Поднималось медленно солнце сбоку веленого благовещенского купола, меж зеленей березовых, дальнего леса, куп.

Пели утренние петухи. Мычала корова, просилась ыа луг. В утреннюю прохладу тоненькими ручейками протекали запахи веселых зеленых полей.

Эх, живут долдоньевские конокрады в земном раю…

Пигунок сидел и дремал.

Все дело у Пигунка было в бороде. Борода-то и клонила его в дремоту, потому что каждую ночь паучком бродил по ней сон.

Дремал.

Дятел долбит — кукушка тоскует, мне Филимониха надысь сказывала. Кукушку не так спрашивать нужно — «сколько мне лет жить», а вот как — «кукуш-кукуш, сколько бы мне дней, столько тебе детей» — завсегда она тебе сорок раз по сорок сороков тогда прокукует.

В подтопе желтые дразнятся язычки, — шустрые такие. Заливает жаром небо, но утренних птиц до полдня не унять! Эй, вы, конокрады! Не ходите вы в церкви, ходите в березовые рощи слушать пенье птиц… Просветятся души, — и будете вы, как березки, сами в белых рубашках по земле гулять!

Закрыл глаза Пигунок свои, хорошо ему.

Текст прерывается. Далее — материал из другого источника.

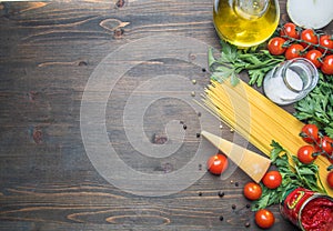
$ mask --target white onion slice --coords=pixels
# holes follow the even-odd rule
[[[287,0],[286,12],[296,26],[320,29],[333,20],[333,0]]]

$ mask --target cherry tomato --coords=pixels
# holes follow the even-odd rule
[[[306,143],[314,143],[319,140],[319,129],[315,124],[303,125],[300,135]]]
[[[333,49],[333,38],[329,34],[323,34],[320,37],[320,46],[324,47],[324,48],[329,48],[329,49]],[[319,50],[321,52],[325,52],[324,48],[319,48]],[[327,51],[327,53],[331,53],[330,51]]]
[[[326,181],[331,189],[333,189],[333,171],[330,171],[326,178]]]
[[[320,58],[322,58],[323,53],[319,50],[310,50],[305,54],[305,59],[310,60],[316,68],[320,68],[322,66],[322,62]]]
[[[294,59],[294,58],[300,58],[300,57],[303,57],[303,52],[304,52],[304,47],[299,43],[294,43],[294,44],[291,44],[285,50],[284,57],[287,60]]]
[[[281,37],[274,37],[269,41],[268,49],[271,54],[280,56],[283,54],[286,48],[283,47],[285,39]]]
[[[312,163],[316,158],[316,155],[313,155],[313,153],[315,153],[313,145],[302,145],[297,151],[297,158],[302,163],[309,164]]]
[[[225,171],[228,165],[228,158],[222,153],[218,153],[210,157],[210,159],[206,162],[208,170],[213,174],[221,174]]]
[[[269,189],[276,189],[282,183],[282,175],[279,171],[269,171],[262,178],[262,183]]]
[[[304,41],[304,42],[301,42],[301,44],[304,47],[304,48],[312,48],[311,44],[317,44],[317,36],[315,34],[314,30],[312,29],[305,29],[301,32],[301,39]]]
[[[324,135],[320,141],[320,149],[331,155],[333,152],[333,139]]]
[[[274,214],[268,209],[258,210],[255,213],[255,223],[262,228],[268,229],[275,222]]]
[[[259,183],[249,182],[244,185],[243,193],[244,193],[245,198],[254,201],[254,200],[260,199],[260,197],[262,194],[262,189]]]
[[[333,74],[333,54],[326,56],[323,59],[321,70],[325,74]]]
[[[286,37],[294,38],[294,39],[300,38],[297,28],[292,22],[286,22],[285,24],[283,24],[283,27],[281,28],[281,31],[280,31],[280,36],[281,37],[286,36]]]

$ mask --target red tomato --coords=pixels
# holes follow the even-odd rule
[[[326,178],[326,181],[331,189],[333,189],[333,171],[330,171]]]
[[[262,183],[269,189],[276,189],[282,183],[282,175],[279,171],[269,171],[262,178]]]
[[[255,223],[262,228],[268,229],[275,222],[274,214],[268,209],[258,210],[255,213]]]
[[[305,29],[301,32],[301,40],[303,40],[304,42],[301,42],[301,44],[304,48],[312,48],[311,44],[317,44],[317,36],[314,32],[314,30],[312,29]]]
[[[274,37],[269,41],[268,49],[271,54],[280,56],[283,54],[286,50],[285,47],[283,47],[285,42],[285,39],[282,39],[281,37]]]
[[[302,145],[297,151],[297,158],[302,163],[309,164],[312,163],[316,155],[313,155],[315,153],[315,149],[313,145]]]
[[[306,143],[314,143],[319,141],[319,129],[315,124],[303,125],[300,135]]]
[[[305,54],[305,59],[310,60],[316,68],[320,68],[322,66],[321,62],[321,58],[322,58],[323,53],[319,50],[310,50],[306,54]]]
[[[299,43],[291,44],[284,53],[285,59],[294,59],[294,58],[300,58],[303,57],[304,48],[303,46]]]
[[[262,194],[262,189],[259,183],[255,182],[249,182],[244,185],[243,190],[244,197],[248,198],[249,200],[258,200],[260,199]]]
[[[333,74],[333,54],[326,56],[323,59],[321,70],[325,74]]]
[[[285,24],[283,24],[283,27],[280,30],[280,36],[281,37],[285,36],[285,37],[290,37],[290,38],[294,38],[294,39],[300,38],[300,33],[297,31],[297,28],[292,22],[286,22]]]
[[[324,135],[320,141],[320,149],[331,155],[333,152],[333,139]]]
[[[212,155],[206,162],[208,170],[213,174],[221,174],[228,165],[228,158],[222,153]]]
[[[319,50],[323,53],[325,52],[325,48],[333,49],[333,39],[329,34],[321,36],[319,43],[320,43],[320,46],[324,47],[324,48],[319,48]],[[327,53],[331,53],[331,52],[327,51]]]

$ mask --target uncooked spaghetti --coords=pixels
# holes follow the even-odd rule
[[[266,155],[270,155],[272,140],[293,154],[305,144],[299,135],[304,123],[243,81],[235,87],[229,81],[212,81],[203,94],[203,104]],[[315,163],[327,193],[333,195],[333,190],[325,183],[329,160],[319,157]]]

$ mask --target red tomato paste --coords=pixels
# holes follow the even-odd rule
[[[297,188],[286,195],[281,213],[305,231],[333,231],[333,198]]]
[[[301,211],[301,221],[304,230],[333,230],[333,201],[327,198],[314,198]]]

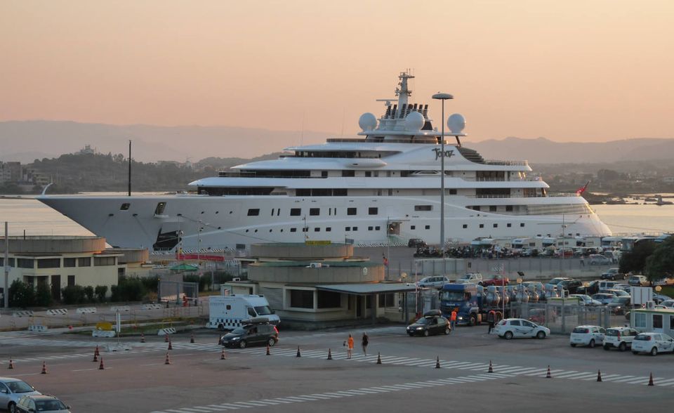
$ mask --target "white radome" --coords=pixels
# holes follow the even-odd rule
[[[377,127],[377,117],[369,112],[364,113],[358,119],[358,126],[364,131],[373,131]]]
[[[423,115],[418,112],[410,112],[405,117],[405,130],[406,131],[419,131],[423,127],[425,119]]]
[[[463,133],[465,128],[465,119],[460,113],[454,113],[447,118],[447,127],[452,134]]]

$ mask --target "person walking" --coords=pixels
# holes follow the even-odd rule
[[[370,338],[367,336],[367,333],[363,332],[363,339],[361,345],[363,346],[363,355],[367,355],[367,345],[370,343]]]

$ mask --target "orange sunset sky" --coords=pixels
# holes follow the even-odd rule
[[[674,137],[672,0],[3,0],[0,55],[0,121],[352,136],[411,68],[467,139]]]

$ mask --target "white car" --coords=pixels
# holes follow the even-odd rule
[[[604,336],[604,350],[611,350],[612,347],[621,351],[625,351],[628,347],[632,347],[632,342],[639,332],[630,327],[611,327],[606,330]]]
[[[593,348],[604,344],[605,334],[606,330],[597,325],[579,325],[571,332],[569,341],[571,347],[587,346]]]
[[[494,331],[499,337],[510,340],[513,337],[529,337],[545,339],[550,335],[550,329],[533,323],[523,318],[506,318],[501,320]]]
[[[674,339],[662,333],[641,333],[632,341],[632,354],[649,353],[657,355],[659,353],[674,351]]]

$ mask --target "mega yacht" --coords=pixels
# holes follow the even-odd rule
[[[39,199],[113,247],[151,250],[306,241],[407,245],[419,238],[440,244],[442,221],[447,244],[611,234],[580,193],[548,193],[527,161],[487,160],[463,146],[461,115],[448,117],[447,131],[438,131],[428,104],[411,103],[413,77],[399,74],[396,98],[381,100],[382,116],[360,117],[360,138],[286,148],[277,159],[191,183],[195,193]]]

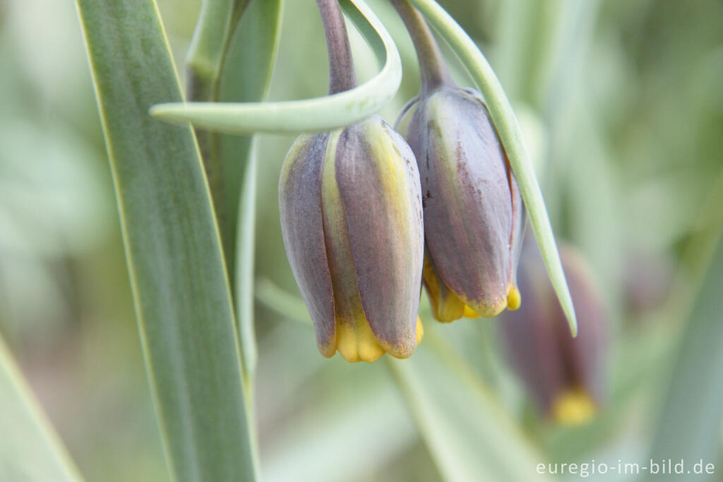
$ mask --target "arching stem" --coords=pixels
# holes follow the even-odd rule
[[[437,41],[422,14],[407,0],[391,0],[391,2],[409,32],[416,51],[422,94],[431,92],[441,85],[453,84]]]
[[[356,75],[344,17],[338,0],[317,0],[329,52],[329,94],[356,87]]]

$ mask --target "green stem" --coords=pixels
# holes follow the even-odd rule
[[[378,74],[359,87],[301,101],[161,103],[150,109],[150,115],[168,122],[192,122],[196,127],[230,134],[299,133],[347,126],[378,111],[399,88],[402,76],[399,52],[383,24],[363,0],[340,3],[383,65]]]
[[[186,60],[187,97],[190,101],[218,100],[218,83],[231,39],[250,0],[205,0]],[[231,274],[231,232],[224,199],[223,175],[219,155],[218,135],[195,129],[196,139],[213,200],[221,244]]]
[[[324,24],[326,48],[329,53],[329,95],[356,87],[356,74],[344,16],[337,0],[317,0]]]
[[[454,84],[440,46],[424,18],[407,0],[391,0],[411,37],[419,63],[421,93],[425,95],[444,85]]]
[[[573,336],[577,335],[577,320],[570,290],[565,281],[560,254],[552,234],[534,168],[527,154],[517,118],[505,91],[487,59],[474,41],[434,0],[411,0],[459,57],[470,77],[484,96],[492,122],[517,178],[520,193],[529,213],[530,224],[544,260],[560,305]]]

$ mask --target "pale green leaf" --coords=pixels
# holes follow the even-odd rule
[[[505,92],[474,41],[461,27],[434,0],[409,0],[447,41],[461,60],[477,88],[484,96],[489,114],[507,152],[512,170],[520,186],[520,193],[529,215],[540,252],[550,280],[568,317],[573,336],[577,334],[577,321],[570,290],[562,272],[560,254],[544,206],[534,167],[527,154],[517,118]]]
[[[0,338],[0,481],[81,481]]]
[[[723,179],[723,178],[722,178]],[[720,218],[723,190],[711,207]],[[683,336],[679,337],[669,384],[655,430],[651,460],[681,459],[689,464],[715,463],[722,445],[723,420],[723,230],[716,223],[718,240],[707,263],[700,291],[693,304]],[[703,248],[698,243],[696,248]],[[706,252],[706,249],[698,249]],[[696,474],[696,480],[719,480],[712,474]],[[650,477],[653,480],[653,476]]]
[[[77,0],[139,329],[173,478],[253,481],[241,358],[218,231],[153,0]]]
[[[278,47],[281,9],[281,0],[252,0],[246,7],[226,52],[219,80],[219,100],[247,102],[265,97]],[[252,379],[257,356],[253,290],[257,144],[252,136],[218,135],[222,198],[226,213],[224,229],[228,232],[230,251],[226,258],[232,269],[239,335],[247,380]]]
[[[445,480],[533,482],[544,462],[516,421],[429,326],[408,360],[385,357]]]
[[[362,0],[340,2],[374,51],[381,71],[350,90],[312,99],[262,103],[163,103],[151,115],[196,127],[245,134],[330,130],[359,121],[387,104],[401,82],[401,61],[389,33]],[[313,115],[309,115],[313,112]]]

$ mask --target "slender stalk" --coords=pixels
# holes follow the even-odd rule
[[[544,206],[532,162],[527,154],[522,131],[502,85],[479,48],[459,25],[435,0],[412,0],[424,17],[439,33],[462,62],[477,88],[484,96],[492,122],[507,152],[517,178],[520,193],[529,213],[530,224],[542,253],[547,274],[568,318],[570,331],[577,336],[578,324],[573,300],[565,281],[552,234],[552,227]]]
[[[187,100],[218,100],[218,83],[234,32],[249,0],[205,0],[191,40],[186,60]],[[231,220],[225,199],[223,173],[219,155],[218,135],[204,129],[194,129],[201,158],[213,200],[216,221],[221,234],[221,244],[233,280],[231,267],[234,249]]]
[[[424,95],[444,85],[453,84],[440,46],[422,14],[407,0],[391,1],[404,22],[416,51],[422,94]]]
[[[329,52],[329,95],[356,87],[356,74],[346,25],[337,0],[317,0]]]

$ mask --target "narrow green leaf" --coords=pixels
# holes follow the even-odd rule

Течет деготь под землей, течет деготь за берестом белых стволов, течет деготь в жилах Пигунка Якова. Вдруг слышит Яков жалобное: — Дедушк-а-а… Знает дед: помстилось; опять: — Дедушк… Пигуно-ок! Открыл глаза, ба — Долбун стоит! Закипятился Яков вдруг: — Я вот тебя щучкой хвачу ноня!.. Прокляту-ух! Остановил Долбун Якова, — печаль в нем: — Не подействует на меня щучка. Щучкой меня не взять! Ты на меня хомут надень — я и пропаду весь… Не понимает Яков, — пальцы растопырил: — Это зачем же пропадать. Ты живи, как все живут, имей себе фатеру для своего удовольствия, где хочешь, и не трогай никого… Горько Долбун усмехнулся, — пожалей Долбунца, банную блазну — всякая жалость в небе засчитается. — Не жилец я тут… Как пни вы. Надень на меня хомуток, дедушк-а… Но могу боле!.. Недоверие в Пигунке. — А потом пакость какую ни на есть выкинешь? Будешь деготь поганить мне. Блазна… Но увидал слезинку Яков, — поверил. — У, ты и впрямь так? Эк тебя закорежило за одну-то ночь! Ну-к, ладно, посиди здесь… Подложи дровец под котел, — посмотри. Поду принесу счас…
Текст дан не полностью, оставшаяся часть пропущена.